ZIP 231: Memo Bundles

The key words “MUST”, “MUST NOT”, “SHOULD”, and “MAY” in this document are to be interpreted as described in BCP 14 ¹ when, and only when, they appear in all capitals.

The term “network upgrade” in this document is to be interpreted as described in ZIP 200. ²

The character § is used when referring to sections of the Zcash Protocol Specification. ³

The terms “Mainnet” and “Testnet” are to be interpreted as described in § 3.12 ‘Mainnet and Testnet’. ⁴

Abstract

Currently, the memo sent in a shielded output is limited to at most 512 bytes. This ZIP proposes to allow larger memos, and to enable memo data to be shared between multiple recipients of a transaction.

Motivation

In Zcash transaction versions v2 to v5 inclusive, each Sapling or Orchard shielded output contains a ciphertext comprised of a 52-byte note plaintext, and a corresponding 512-byte memo field. ⁵ Recipients can only decrypt the outputs sent to them, and thus can also only observe the memo fields included with the outputs they can decrypt.

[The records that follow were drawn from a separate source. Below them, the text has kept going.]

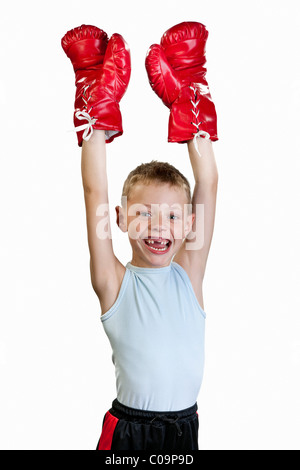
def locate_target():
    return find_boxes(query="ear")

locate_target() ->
[115,206,127,233]
[184,214,196,238]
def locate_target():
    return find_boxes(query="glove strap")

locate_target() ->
[190,86,210,157]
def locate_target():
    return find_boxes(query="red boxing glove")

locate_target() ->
[146,22,218,143]
[61,25,131,147]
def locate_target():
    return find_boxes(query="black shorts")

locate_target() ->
[96,400,199,452]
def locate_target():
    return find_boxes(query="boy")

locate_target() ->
[62,22,218,452]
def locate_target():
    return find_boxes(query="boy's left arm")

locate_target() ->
[174,137,218,290]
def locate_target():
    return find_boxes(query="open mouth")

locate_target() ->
[143,238,172,255]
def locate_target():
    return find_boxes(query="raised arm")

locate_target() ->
[174,137,218,286]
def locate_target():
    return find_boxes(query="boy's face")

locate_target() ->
[116,183,194,268]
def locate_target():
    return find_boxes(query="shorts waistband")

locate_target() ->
[112,399,198,420]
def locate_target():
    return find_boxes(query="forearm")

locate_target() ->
[81,130,108,195]
[187,137,218,186]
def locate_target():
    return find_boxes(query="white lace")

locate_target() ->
[190,86,210,157]
[74,111,97,141]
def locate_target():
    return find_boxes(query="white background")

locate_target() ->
[0,0,300,450]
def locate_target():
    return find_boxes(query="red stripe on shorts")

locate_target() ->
[98,411,119,450]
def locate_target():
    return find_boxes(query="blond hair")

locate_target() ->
[122,160,192,204]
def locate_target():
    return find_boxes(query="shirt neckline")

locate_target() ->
[126,262,172,274]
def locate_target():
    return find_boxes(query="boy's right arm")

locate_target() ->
[81,130,125,313]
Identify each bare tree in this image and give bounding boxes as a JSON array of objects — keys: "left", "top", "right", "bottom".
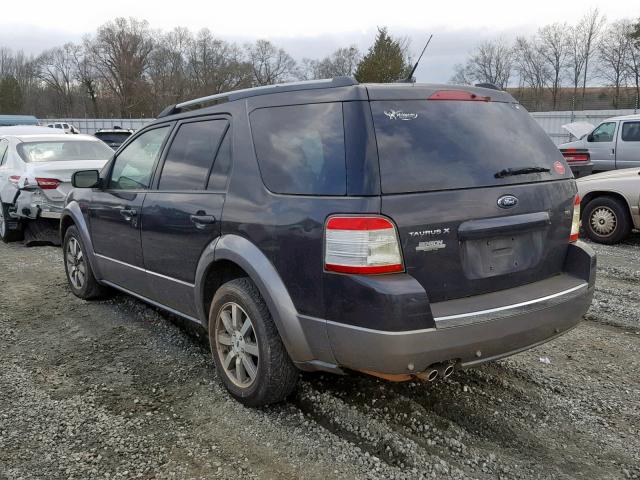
[
  {"left": 537, "top": 23, "right": 571, "bottom": 110},
  {"left": 299, "top": 45, "right": 361, "bottom": 80},
  {"left": 36, "top": 43, "right": 76, "bottom": 116},
  {"left": 92, "top": 18, "right": 154, "bottom": 116},
  {"left": 188, "top": 29, "right": 252, "bottom": 96},
  {"left": 578, "top": 8, "right": 607, "bottom": 105},
  {"left": 598, "top": 20, "right": 633, "bottom": 108},
  {"left": 451, "top": 39, "right": 513, "bottom": 88},
  {"left": 246, "top": 40, "right": 296, "bottom": 85}
]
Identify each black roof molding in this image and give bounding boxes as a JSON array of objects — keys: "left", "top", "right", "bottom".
[{"left": 158, "top": 77, "right": 358, "bottom": 118}]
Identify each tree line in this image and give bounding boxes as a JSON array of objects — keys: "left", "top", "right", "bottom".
[
  {"left": 451, "top": 9, "right": 640, "bottom": 110},
  {"left": 0, "top": 18, "right": 409, "bottom": 118}
]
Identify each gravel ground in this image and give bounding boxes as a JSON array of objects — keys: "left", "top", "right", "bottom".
[{"left": 0, "top": 234, "right": 640, "bottom": 479}]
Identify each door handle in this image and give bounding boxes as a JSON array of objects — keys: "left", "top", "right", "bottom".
[
  {"left": 120, "top": 208, "right": 138, "bottom": 222},
  {"left": 189, "top": 215, "right": 216, "bottom": 228}
]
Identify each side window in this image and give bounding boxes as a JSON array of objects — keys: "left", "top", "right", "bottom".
[
  {"left": 109, "top": 125, "right": 169, "bottom": 190},
  {"left": 622, "top": 122, "right": 640, "bottom": 142},
  {"left": 207, "top": 130, "right": 231, "bottom": 191},
  {"left": 251, "top": 103, "right": 347, "bottom": 195},
  {"left": 591, "top": 122, "right": 616, "bottom": 142},
  {"left": 158, "top": 120, "right": 228, "bottom": 190},
  {"left": 0, "top": 139, "right": 9, "bottom": 165}
]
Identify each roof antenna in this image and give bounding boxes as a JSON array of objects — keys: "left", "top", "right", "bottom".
[{"left": 400, "top": 33, "right": 433, "bottom": 83}]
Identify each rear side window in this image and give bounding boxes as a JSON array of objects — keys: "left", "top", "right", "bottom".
[
  {"left": 158, "top": 120, "right": 228, "bottom": 190},
  {"left": 251, "top": 103, "right": 347, "bottom": 195},
  {"left": 371, "top": 100, "right": 571, "bottom": 193},
  {"left": 622, "top": 122, "right": 640, "bottom": 142}
]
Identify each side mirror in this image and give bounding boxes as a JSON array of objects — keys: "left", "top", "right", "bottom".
[{"left": 71, "top": 170, "right": 100, "bottom": 188}]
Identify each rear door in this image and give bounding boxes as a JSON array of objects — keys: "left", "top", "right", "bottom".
[
  {"left": 616, "top": 120, "right": 640, "bottom": 168},
  {"left": 371, "top": 93, "right": 576, "bottom": 302},
  {"left": 585, "top": 122, "right": 618, "bottom": 172},
  {"left": 142, "top": 117, "right": 231, "bottom": 316}
]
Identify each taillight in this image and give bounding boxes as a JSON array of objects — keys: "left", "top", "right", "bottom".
[
  {"left": 36, "top": 177, "right": 62, "bottom": 190},
  {"left": 324, "top": 216, "right": 404, "bottom": 275},
  {"left": 569, "top": 195, "right": 580, "bottom": 242},
  {"left": 427, "top": 90, "right": 491, "bottom": 102},
  {"left": 562, "top": 148, "right": 589, "bottom": 163}
]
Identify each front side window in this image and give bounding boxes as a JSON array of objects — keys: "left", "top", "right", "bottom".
[
  {"left": 109, "top": 125, "right": 169, "bottom": 190},
  {"left": 17, "top": 140, "right": 113, "bottom": 163},
  {"left": 622, "top": 122, "right": 640, "bottom": 142},
  {"left": 589, "top": 122, "right": 616, "bottom": 142},
  {"left": 158, "top": 120, "right": 228, "bottom": 190},
  {"left": 251, "top": 103, "right": 347, "bottom": 195}
]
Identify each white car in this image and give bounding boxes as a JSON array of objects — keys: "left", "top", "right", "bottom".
[
  {"left": 0, "top": 133, "right": 113, "bottom": 242},
  {"left": 558, "top": 115, "right": 640, "bottom": 173},
  {"left": 47, "top": 122, "right": 80, "bottom": 133}
]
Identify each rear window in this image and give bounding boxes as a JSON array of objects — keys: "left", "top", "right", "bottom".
[
  {"left": 371, "top": 100, "right": 571, "bottom": 193},
  {"left": 251, "top": 103, "right": 347, "bottom": 195},
  {"left": 95, "top": 132, "right": 131, "bottom": 143},
  {"left": 17, "top": 140, "right": 113, "bottom": 162}
]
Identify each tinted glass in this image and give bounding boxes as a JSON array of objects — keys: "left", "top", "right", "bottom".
[
  {"left": 158, "top": 120, "right": 227, "bottom": 190},
  {"left": 17, "top": 140, "right": 113, "bottom": 162},
  {"left": 207, "top": 131, "right": 231, "bottom": 191},
  {"left": 251, "top": 103, "right": 346, "bottom": 195},
  {"left": 589, "top": 122, "right": 616, "bottom": 142},
  {"left": 107, "top": 126, "right": 169, "bottom": 190},
  {"left": 371, "top": 100, "right": 571, "bottom": 193},
  {"left": 622, "top": 122, "right": 640, "bottom": 142},
  {"left": 95, "top": 132, "right": 131, "bottom": 143}
]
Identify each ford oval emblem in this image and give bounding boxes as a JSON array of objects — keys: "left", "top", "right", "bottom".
[{"left": 498, "top": 195, "right": 518, "bottom": 208}]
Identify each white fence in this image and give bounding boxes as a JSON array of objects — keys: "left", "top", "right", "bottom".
[
  {"left": 40, "top": 118, "right": 154, "bottom": 135},
  {"left": 47, "top": 110, "right": 637, "bottom": 145},
  {"left": 531, "top": 110, "right": 637, "bottom": 145}
]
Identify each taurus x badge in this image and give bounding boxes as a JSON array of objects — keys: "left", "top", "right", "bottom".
[{"left": 498, "top": 195, "right": 518, "bottom": 208}]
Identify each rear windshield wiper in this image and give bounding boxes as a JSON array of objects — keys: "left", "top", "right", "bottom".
[{"left": 495, "top": 167, "right": 551, "bottom": 178}]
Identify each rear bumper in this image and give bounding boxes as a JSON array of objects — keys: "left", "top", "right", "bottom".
[{"left": 307, "top": 244, "right": 595, "bottom": 374}]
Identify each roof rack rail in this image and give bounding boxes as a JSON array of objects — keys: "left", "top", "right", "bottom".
[{"left": 158, "top": 77, "right": 358, "bottom": 118}]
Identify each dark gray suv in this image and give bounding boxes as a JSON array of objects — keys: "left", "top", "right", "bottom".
[{"left": 61, "top": 78, "right": 595, "bottom": 406}]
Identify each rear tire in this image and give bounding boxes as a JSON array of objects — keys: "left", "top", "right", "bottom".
[
  {"left": 209, "top": 278, "right": 299, "bottom": 407},
  {"left": 582, "top": 196, "right": 631, "bottom": 245},
  {"left": 0, "top": 203, "right": 22, "bottom": 243},
  {"left": 62, "top": 226, "right": 107, "bottom": 300}
]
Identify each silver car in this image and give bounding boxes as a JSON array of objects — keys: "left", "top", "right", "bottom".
[
  {"left": 576, "top": 168, "right": 640, "bottom": 244},
  {"left": 558, "top": 115, "right": 640, "bottom": 172},
  {"left": 0, "top": 132, "right": 113, "bottom": 242}
]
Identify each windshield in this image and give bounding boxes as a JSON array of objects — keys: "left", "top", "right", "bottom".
[
  {"left": 371, "top": 100, "right": 571, "bottom": 193},
  {"left": 17, "top": 140, "right": 113, "bottom": 162}
]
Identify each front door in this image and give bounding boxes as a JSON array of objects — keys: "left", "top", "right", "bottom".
[
  {"left": 89, "top": 125, "right": 170, "bottom": 295},
  {"left": 616, "top": 121, "right": 640, "bottom": 168},
  {"left": 142, "top": 117, "right": 231, "bottom": 317},
  {"left": 586, "top": 122, "right": 617, "bottom": 172}
]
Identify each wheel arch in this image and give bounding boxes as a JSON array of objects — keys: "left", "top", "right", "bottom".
[{"left": 195, "top": 234, "right": 314, "bottom": 362}]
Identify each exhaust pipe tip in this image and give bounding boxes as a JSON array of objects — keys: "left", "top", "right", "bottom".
[{"left": 442, "top": 364, "right": 455, "bottom": 378}]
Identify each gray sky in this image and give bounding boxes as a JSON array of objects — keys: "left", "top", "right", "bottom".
[{"left": 0, "top": 0, "right": 640, "bottom": 82}]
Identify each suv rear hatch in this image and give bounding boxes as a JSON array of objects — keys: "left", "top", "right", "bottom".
[{"left": 369, "top": 86, "right": 576, "bottom": 302}]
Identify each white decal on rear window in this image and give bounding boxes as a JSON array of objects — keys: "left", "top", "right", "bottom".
[{"left": 384, "top": 110, "right": 418, "bottom": 120}]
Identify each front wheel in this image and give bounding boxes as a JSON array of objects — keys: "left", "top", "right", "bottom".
[
  {"left": 62, "top": 226, "right": 106, "bottom": 300},
  {"left": 582, "top": 196, "right": 631, "bottom": 245},
  {"left": 209, "top": 278, "right": 298, "bottom": 407}
]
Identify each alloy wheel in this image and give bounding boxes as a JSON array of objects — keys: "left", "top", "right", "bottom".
[
  {"left": 65, "top": 237, "right": 87, "bottom": 290},
  {"left": 589, "top": 206, "right": 618, "bottom": 237},
  {"left": 215, "top": 302, "right": 260, "bottom": 388}
]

The shielded transaction protocol hides the sender(s) (that is, the addresses corresponding to the keys used to spend the input notes) from all of the recipients. For certain kinds of transactions, it is desirable to make one or more sender addresses available to one or more recipients (for example, a reply address). In such circumstances it is important to authenticate the sender addresses, to give the recipient a guarantee that the address is controlled by a sender of the transaction; failure to authenticate this address can enable phishing attacks. These Authenticated Reply Addresses require zero-knowledge proofs, and for the Orchard protocol these proofs are too large to fit into a 512-byte memo field.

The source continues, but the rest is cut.